Roscommon County Council has received over 130 submissions from the public in relation to the latest proposed windfarm earmarked for the Taughmaconnell/Dysart areas, it emerged this week.
The development, the second phase of the so-called Seven Hills Wind Farm from Cavan-based Galetech Energy Ltd would see 19 wind turbines installed in the townlands of Clooncaltry, Feacle, Milltown, Skeavally, Tawnagh, Tobermacloughlin and Boleyduff, close to Taughmaconnell, along with others in Cam in Brideswell and Cuilleenolagh, near Dysart. Backers of the €76 million project claim up to 600 jobs could be created in the local area during the construction phase if it gets the green light.

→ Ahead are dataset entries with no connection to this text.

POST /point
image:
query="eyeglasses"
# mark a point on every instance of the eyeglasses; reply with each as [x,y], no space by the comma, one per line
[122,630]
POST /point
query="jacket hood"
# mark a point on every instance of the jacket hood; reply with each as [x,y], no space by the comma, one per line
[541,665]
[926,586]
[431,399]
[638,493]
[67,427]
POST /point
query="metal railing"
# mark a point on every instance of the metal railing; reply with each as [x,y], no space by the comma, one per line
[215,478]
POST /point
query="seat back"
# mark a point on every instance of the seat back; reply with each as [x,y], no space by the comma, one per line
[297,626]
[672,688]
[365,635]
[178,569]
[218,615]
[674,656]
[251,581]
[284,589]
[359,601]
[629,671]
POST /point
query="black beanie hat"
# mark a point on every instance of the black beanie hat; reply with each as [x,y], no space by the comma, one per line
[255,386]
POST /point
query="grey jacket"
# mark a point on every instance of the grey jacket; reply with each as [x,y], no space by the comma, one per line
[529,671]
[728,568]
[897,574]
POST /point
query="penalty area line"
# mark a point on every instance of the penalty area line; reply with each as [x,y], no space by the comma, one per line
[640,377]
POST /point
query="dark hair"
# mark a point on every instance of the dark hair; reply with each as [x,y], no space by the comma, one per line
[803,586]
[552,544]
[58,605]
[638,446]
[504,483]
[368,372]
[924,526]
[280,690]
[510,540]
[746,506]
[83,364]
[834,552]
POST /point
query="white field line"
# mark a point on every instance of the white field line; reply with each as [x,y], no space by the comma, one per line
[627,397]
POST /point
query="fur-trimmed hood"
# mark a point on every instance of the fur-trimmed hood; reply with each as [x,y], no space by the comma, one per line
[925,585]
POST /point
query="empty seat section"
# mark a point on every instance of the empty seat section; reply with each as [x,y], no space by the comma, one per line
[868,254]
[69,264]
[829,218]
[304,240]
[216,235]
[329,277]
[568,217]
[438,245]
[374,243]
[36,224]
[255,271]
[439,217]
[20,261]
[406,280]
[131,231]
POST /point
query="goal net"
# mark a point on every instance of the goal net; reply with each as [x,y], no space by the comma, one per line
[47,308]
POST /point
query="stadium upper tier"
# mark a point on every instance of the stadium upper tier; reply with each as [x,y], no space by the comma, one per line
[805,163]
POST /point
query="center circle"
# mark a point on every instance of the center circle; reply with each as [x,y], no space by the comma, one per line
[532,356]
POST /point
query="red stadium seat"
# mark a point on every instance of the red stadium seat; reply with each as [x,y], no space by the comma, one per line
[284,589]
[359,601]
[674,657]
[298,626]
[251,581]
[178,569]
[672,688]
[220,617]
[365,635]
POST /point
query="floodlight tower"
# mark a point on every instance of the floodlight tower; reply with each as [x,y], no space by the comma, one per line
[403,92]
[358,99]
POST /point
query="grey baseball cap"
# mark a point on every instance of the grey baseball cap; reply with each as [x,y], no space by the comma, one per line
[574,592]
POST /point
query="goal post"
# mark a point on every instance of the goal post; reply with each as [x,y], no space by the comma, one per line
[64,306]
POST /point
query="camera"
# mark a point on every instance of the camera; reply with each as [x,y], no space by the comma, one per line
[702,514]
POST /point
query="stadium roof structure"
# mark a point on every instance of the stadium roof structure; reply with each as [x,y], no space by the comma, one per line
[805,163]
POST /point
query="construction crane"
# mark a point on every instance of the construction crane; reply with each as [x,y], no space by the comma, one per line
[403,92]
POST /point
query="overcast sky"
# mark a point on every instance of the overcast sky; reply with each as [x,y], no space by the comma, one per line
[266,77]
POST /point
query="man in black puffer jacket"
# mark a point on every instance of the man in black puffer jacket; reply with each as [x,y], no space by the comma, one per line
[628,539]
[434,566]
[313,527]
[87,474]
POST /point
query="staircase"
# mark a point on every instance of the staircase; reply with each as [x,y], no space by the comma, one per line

This second phase comes after the company applied last year for permission to construct the first phase, an €80 million 16 wind turbine project close to the Dysart village last year, plans which provoked major opposition in the area and generated over 400 submissions during the planning process. Further information was lodged by the developers earlier this month in recent to that particular project, and an official verdict is expected from planners in Roscommon by October 4 next.
The latest wind turbine plans would be “a blot on what is a beautiful landscape” a submission from Alex and Fiona Clarkson, Skyvalley, Taughmaconnell argued this week in relation to the latest proposals, adding that the location of a turbine less than a kilometre from their home would mean they would never be able to sell it.
The written submission also expressed concern that it would decimate wildlife, “interrupt the migratory swans” which come to the area every year, present a noise hazard and “bring strangers to the area, some of which could be undesirable.” Concern that the development would take away their hobby of flying radio controlled model planes because of the EM fields they produce was also articulated by the couple.
Another submission from Christine and Graham Mogg in Skyvalley dubbed the “size and number of turbines overwhelming in terms of visual impact alone”. They also complained about the lack of public consultation, property devaluation and the proximity of the turbines to their home, while Dermot Butler in Cam believes that the local community hasn’t been considered at all. He said the noise and flicker from the turbines will be an issue for people living in the area and believes the turbines should be over 1,500 metres from houses.
A submission from Aoife Butler with an address in New York argued that natural springs and the water table in the surrounding area will become polluted by concrete works associated with construction of the development, thus lands which flood in the water will become polluted with polluted flood waters.
She also believes farming activities will be stopped on the land changing the landscape and a way of life in the area, while she also has misgivings about the traffic generated during construction and the health implications of wind energy in her submission to the council. “The peace of the countryside would be interfered with the continous noise and by the flicker brought on by them in the sunlight,” Mary F Fallon, Gardenfort, Dysart stated in her submission, adding that there have been problems with TV receptions in areas where windfarms have been situated.
Elsewhere, among his objections, Kevin Coleman in Dysart pointed out that in his view the project will turn the ” skyline into little more than an industrial landscape” and the “inevitable miles of pylons needed to carry electricity away from them” will have a negative impact on every parish they go through. Gerry and Terersa Connolly, Breole expressed concern at the fact the development according to the company’s EIS will be seen from Clonmacnois could impact on visitor numbers to the monastic site. “The loss or devaluation of this national treasure by a developer would cause serious reduction in visitors to the site with a consequent loss of revenue to the region,” the submission outlined, while in a wide ranging document Skyvalley Concerned Residents Group believe the project will have a detrimental effect on the area, complaining about a lack of information in relation to effects on built landscape and concerns about the decommissioning of the turbines were just a few of the myriad of issues raised in opposition to the plans.
The second phase of the development will produce enough electricity to power 19,000 homes and involves 50 separate landowners in the area. It’s likely be 2013 or 2014 before work begins on the project if it progresses unscathed through the planning process.
A decision is due from Roscommon County Council on phase two of the wind farm plans by September 7 next.